Cremlingen. Ein 35 Jahre alter Mann muss sich demnächst wegen Mordes und zweifachen versuchten Mordes vor dem Landgericht Braunschweig verantworten. Laut Anklage soll er im Januar in Cremlingen (Landkreis Wolfenbüttel) zwei 51 und 54 Jahre alten Zechkumpanen mit einem Küchenmesser die Kehlen durchtrennt haben. Der Jüngere starb, der andere Mann überlebte. Rund sechs Wochen später soll der Beschuldigte erfolglos versucht haben, einen 77-Jährigen zu töten. Der Prozess beginnt am 9. September, wie das Landgericht Braunschweig am Montag mitteilte. Der 35-Jährige bestreitet laut Staatsanwaltschaft beide Taten.

Nach der Messerattacke im Januar war zunächst gegen den 54-jährigen Überlebenden Haftbefehl wegen Mordes erlassen worden. Er habe damals kaum zu der Tat aussagen können, da ihm die Stimmbänder durchtrennt worden waren, sagte Staatsanwalt Fabian Londa. Aber auch der jetzt Angeklagte wurde schon kurz nach der Attacke polizeilich erfasst. Er sei am Tatort aufgetaucht und habe sich nach seinen Bekannten erkundigt, sagte Londa. Auf seinen Schuhen, die sichergestellt wurden, befanden sich Blutspritzer. Den Mann selbst habe man laufen lassen: „Es gab keinen Verdacht.“ Die Spurenlage am Tatort sei sehr chaotisch gewesen.

Das Blut auf den Schuhen kam nach Londas Angaben anschließend zur DNA-Analyse. In der Zwischenzeit verübte der 35-Jährige eine weitere Messerattacke auf einen 77-jährigen Nachbarn. Der Mann konnte die Attacke abwehren und erlitt lediglich leichte Verletzungen. Nach dem Angriff wurde der mutmaßliche Täter gefasst und sitzt seitdem in Untersuchungshaft. Er stammt laut Londa aus dem Trinker-Milieu. Kurze Zeit später habe dann das DNA-Gutachten zu dem Blut auf den Schuhen vorgelegen. Es stammte demnach vom Tatort.

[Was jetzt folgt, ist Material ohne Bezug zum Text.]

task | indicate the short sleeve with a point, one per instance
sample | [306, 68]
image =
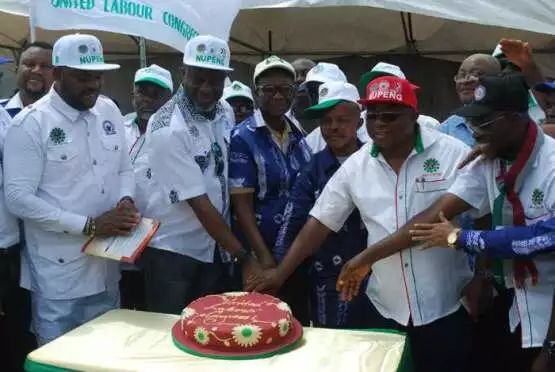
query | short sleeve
[173, 166]
[471, 186]
[335, 203]
[242, 167]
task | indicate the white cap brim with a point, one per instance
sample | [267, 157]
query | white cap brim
[96, 67]
[211, 67]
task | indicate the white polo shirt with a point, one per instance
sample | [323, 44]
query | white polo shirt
[317, 143]
[9, 230]
[424, 285]
[183, 163]
[60, 166]
[476, 185]
[136, 143]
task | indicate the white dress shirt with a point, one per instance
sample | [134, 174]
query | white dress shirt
[424, 285]
[183, 166]
[9, 230]
[476, 185]
[317, 143]
[62, 165]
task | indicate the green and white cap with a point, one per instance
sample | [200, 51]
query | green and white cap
[80, 52]
[156, 75]
[209, 52]
[237, 89]
[273, 63]
[331, 94]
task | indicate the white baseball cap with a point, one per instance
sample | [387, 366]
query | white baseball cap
[381, 69]
[331, 94]
[80, 52]
[237, 89]
[325, 72]
[156, 75]
[209, 52]
[273, 63]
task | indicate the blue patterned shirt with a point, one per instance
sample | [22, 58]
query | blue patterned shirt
[257, 162]
[511, 242]
[455, 126]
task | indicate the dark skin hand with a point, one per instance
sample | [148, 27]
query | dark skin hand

Nun geht die Staatsanwaltschaft Braunschweig davon aus, dass der 35-Jährige im Januar die beiden Männer attackiert hatte. Die drei sollen zuvor zusammen getrunken haben. Als die Opfer eingeschlafen waren, soll der Beschuldigte ihnen des Messer an die Kehle gesetzt haben.